Los empleados ferroviarios españoles iniciaron este lunes una huelga de tres días en protesta por el deterioro de la infraestructura y la falta de mantenimiento. La medida se produce tras los dos accidentes de trenes que dejaron 47 muertos a mediados de enero.
“Llevamos años reivindicando que tiene que haber mayor mantenimiento”, explicó en una manifestación en Madrid el vocero del sindicato CGT, Daniel Hidalgo. En este sentido, el responsable nacional del sindicato CSIF, Arturo Vega, recordó que hace una década se transportaban unos diez millones de viajeros y hoy la cifra alcanza entre 22 y 23 millones. “Es necesaria una mayor inversión en ese mantenimiento y en esas revisiones”, afirmó.
Las autoridades impusieron servicios mínimos que obligan a mantener hasta el 75 por ciento de los trenes de corta distancia en horas pico y el 50 por ciento el resto del día. Aun así, en la estación madrileña de Atocha se vivieron momentos complicados entre las 7 y las 8, con miles de pasajeros afectados por demoras y falta de información.
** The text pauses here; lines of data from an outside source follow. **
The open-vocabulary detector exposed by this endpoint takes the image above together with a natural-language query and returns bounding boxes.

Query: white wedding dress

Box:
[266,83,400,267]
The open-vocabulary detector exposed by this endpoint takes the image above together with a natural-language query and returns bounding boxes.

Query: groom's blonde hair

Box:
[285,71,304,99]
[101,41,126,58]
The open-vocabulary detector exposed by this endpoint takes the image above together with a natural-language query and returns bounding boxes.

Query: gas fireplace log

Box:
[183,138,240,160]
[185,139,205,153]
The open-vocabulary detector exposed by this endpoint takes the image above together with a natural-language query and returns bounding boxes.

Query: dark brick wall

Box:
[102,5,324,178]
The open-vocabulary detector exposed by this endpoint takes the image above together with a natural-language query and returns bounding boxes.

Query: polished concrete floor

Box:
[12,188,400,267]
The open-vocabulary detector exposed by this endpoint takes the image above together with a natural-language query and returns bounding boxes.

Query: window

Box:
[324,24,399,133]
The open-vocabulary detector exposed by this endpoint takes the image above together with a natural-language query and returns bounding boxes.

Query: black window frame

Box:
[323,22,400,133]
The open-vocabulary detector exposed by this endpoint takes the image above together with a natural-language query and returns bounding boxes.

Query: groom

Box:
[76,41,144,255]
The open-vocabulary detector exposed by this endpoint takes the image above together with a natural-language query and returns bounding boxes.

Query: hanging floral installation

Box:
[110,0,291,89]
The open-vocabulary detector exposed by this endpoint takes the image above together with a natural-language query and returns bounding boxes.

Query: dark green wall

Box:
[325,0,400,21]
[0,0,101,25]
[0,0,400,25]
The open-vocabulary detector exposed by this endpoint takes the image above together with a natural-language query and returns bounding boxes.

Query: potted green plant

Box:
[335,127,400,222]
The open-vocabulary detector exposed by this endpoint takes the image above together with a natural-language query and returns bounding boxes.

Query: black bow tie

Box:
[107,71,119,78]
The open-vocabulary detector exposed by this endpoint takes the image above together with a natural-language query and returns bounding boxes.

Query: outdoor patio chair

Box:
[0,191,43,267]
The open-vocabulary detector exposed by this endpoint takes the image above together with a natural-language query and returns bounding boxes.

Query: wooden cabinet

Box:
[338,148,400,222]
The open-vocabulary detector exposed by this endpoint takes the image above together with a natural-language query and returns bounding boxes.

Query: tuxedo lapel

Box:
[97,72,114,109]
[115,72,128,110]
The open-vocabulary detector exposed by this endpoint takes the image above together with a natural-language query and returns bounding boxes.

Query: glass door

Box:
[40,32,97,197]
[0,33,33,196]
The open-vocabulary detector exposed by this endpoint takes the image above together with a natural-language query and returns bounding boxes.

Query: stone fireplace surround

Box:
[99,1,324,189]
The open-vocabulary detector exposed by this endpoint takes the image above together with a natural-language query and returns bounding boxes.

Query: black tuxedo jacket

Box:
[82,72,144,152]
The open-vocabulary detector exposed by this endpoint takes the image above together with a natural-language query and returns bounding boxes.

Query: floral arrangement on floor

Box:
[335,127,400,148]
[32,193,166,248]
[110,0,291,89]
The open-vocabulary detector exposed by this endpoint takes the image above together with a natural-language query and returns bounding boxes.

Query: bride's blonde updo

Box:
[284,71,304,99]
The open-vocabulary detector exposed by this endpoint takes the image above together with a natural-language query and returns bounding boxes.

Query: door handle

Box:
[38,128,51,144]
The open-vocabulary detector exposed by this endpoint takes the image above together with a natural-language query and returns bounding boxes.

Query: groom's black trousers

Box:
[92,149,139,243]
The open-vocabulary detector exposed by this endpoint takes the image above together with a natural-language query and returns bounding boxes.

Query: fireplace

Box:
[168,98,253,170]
Los andenes se abarrotaron y hubo que administrar el acceso. Piqueteros del sindicato CCOO repartieron panfletos reclamando “comprensión y apoyo” a unos viajeros divididos entre la solidaridad y el malestar por los inconvenientes.
En la estación de Sants, en Barcelona, Israel Fernández, auxiliar de enfermería de 19 años, esperó dos horas un tren tras trabajar toda la noche. “El servicio atraviesa un momento un poco lamentable, pero al final los que nos quedamos colgados somos mucha gente”, señaló.
Una trabajadora de un puesto de café explicó que la huelga se sentía mucho. “A estas horas suele haber más del doble de gente en la estación y no damos abasto”, comentó. La estación estaba más vacía que en cualquier día laborable normal, un fenómeno que comenzó semanas atrás por los retrasos y problemas continuos.

El accidente de Gelida, en Cataluña, reveló la falta de seguridad por abandono en el mantenimiento. El derrumbe de un muro de protección provocó la muerte de un maquinista y heridas graves a cinco personas. Días después, el descarrilamiento y colisión en Adamuz, Andalucía, dejó 46 muertos, entre ellos otro maquinista.
“Es una situación que veníamos repitiendo durante mucho tiempo, tanto los sindicatos como los trabajadores, y sí que por desgracia con estos accidentes se nos está haciendo más caso”, constató Pau Mercè, del sindicato CCOO. España, con más kilómetros de alta velocidad por habitante que cualquier otro país, enfrenta ahora el costo astronómico de su mantenimiento, que alcanza 150 mil euros al año por kilómetro de vía.